Often, the answer is no. ACT helps us “defuse” from these thoughts – not by arguing with them, but by noticing them, naming them, and letting them pass without getting hooked. This weakens the grip of emotion and builds psychological flexibility: the ability to stay connected to our values even when self-doubt arises.
Strengths-Based Therapy
In early sessions, I often ask clients, “What are your strengths?” Most people struggle to answer – not because they lack strengths, but because they’ve stopped seeing them.
We are biologically wired to notice threats and weaknesses. This helped our ancestors survive but can be mentally exhausting today. Strengths-based therapy helps shift that focus intentionally by consistently shedding a spotlight on your strengths. It involves naming your skills, achievements, and positive qualities – not in comparison to others, but as they exist in you.

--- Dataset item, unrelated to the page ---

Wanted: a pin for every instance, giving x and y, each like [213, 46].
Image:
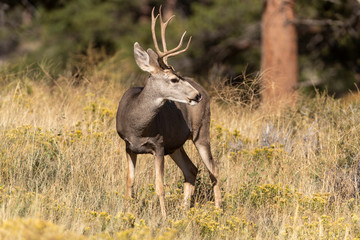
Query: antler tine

Strength-based therapy fits seamlessly with both CBT and ACT and is something I regularly bring into session with clients.
Final Thoughts
Low self-confidence is painful, but it’s also workable. It doesn’t define who you are – it reflects patterns you’ve learned. By understanding how these patterns formed, recognizing your defenses, and applying intentional strategies like CBT, ACT, and strengths-based therapy, change is not only possible, it’s likely.
Pain is part of life, but long-term suffering doesn’t have to be. When you start to change the way you relate to your inner voice, confidence can grow – not as a performance, but as a grounded belief in who you are becoming.